Updating your training function#

First, you’ll want to update your training function to support distributed training.

If you have a training function that already runs with the Horovod Ray Executor, you should not need to make any additional changes!

To onboard onto Horovod, please visit the Horovod guide.

Creating a HorovodTrainer#

Trainers are the primary Ray Train classes that are used to manage state and execute training. For Horovod, we use a HorovodTrainer that you can setup like this:

from ray.air import ScalingConfig
from ray.train.horovod import HorovodTrainer
# For GPU Training, set `use_gpu` to True.
use_gpu = False
trainer = HorovodTrainer(
    train_func,
    scaling_config=ScalingConfig(use_gpu=use_gpu, num_workers=2)
)

When training with Horovod, we will always use a HorovodTrainer, irrespective of the training framework (e.g. PyTorch or Tensorflow).

To customize the backend setup, you can pass a HorovodConfig:

from ray.air import ScalingConfig
from ray.train.horovod import HorovodTrainer, HorovodConfig

trainer = HorovodTrainer(
    train_func,
    tensorflow_backend=HorovodConfig(...),
    scaling_config=ScalingConfig(num_workers=2),
)

For more configurability, please reference the DataParallelTrainer API.

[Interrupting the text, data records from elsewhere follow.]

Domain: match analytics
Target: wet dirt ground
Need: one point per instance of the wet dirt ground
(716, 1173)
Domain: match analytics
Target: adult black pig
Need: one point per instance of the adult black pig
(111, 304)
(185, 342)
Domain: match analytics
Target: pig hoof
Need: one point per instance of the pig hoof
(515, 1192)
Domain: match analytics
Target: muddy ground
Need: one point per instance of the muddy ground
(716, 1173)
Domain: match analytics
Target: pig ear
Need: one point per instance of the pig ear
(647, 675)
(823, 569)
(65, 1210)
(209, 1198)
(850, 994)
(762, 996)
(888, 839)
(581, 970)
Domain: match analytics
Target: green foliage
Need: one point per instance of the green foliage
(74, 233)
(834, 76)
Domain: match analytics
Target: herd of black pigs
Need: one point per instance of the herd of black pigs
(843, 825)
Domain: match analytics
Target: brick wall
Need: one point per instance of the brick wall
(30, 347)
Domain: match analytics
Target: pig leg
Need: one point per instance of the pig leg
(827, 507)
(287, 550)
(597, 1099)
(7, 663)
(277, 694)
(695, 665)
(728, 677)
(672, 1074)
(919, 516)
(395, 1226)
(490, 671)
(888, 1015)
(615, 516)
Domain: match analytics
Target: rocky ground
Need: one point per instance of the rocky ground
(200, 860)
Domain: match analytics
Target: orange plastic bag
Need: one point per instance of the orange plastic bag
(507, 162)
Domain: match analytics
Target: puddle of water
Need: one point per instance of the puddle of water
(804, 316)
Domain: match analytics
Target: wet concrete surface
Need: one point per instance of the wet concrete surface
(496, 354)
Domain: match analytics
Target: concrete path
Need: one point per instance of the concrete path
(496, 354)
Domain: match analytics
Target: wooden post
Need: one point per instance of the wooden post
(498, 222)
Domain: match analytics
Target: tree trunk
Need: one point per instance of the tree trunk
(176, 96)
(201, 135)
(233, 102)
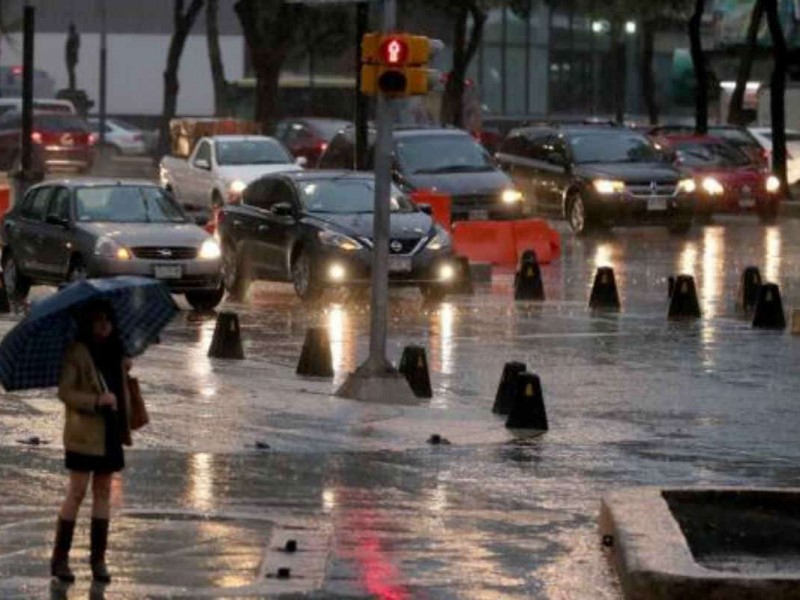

Running your training function#

With a distributed training function and a Ray Train Trainer, you are now ready to start training!

trainer.fit()

Further reading#

Ray Train’s HorovodTrainer replaces the distributed communication backend of the native libraries with its own implementation. Thus, the remaining integration points remain the same. If you’re using Horovod with PyTorch or Tensorflow, refer to the respective guides for further configuration and information.

If you are implementing your own Horovod-based training routine without using any of the training libraries, we still encourage you to read through e.g. the PyTorch guide, as many of the contents are applicable to generic use cases and can be easily adapted.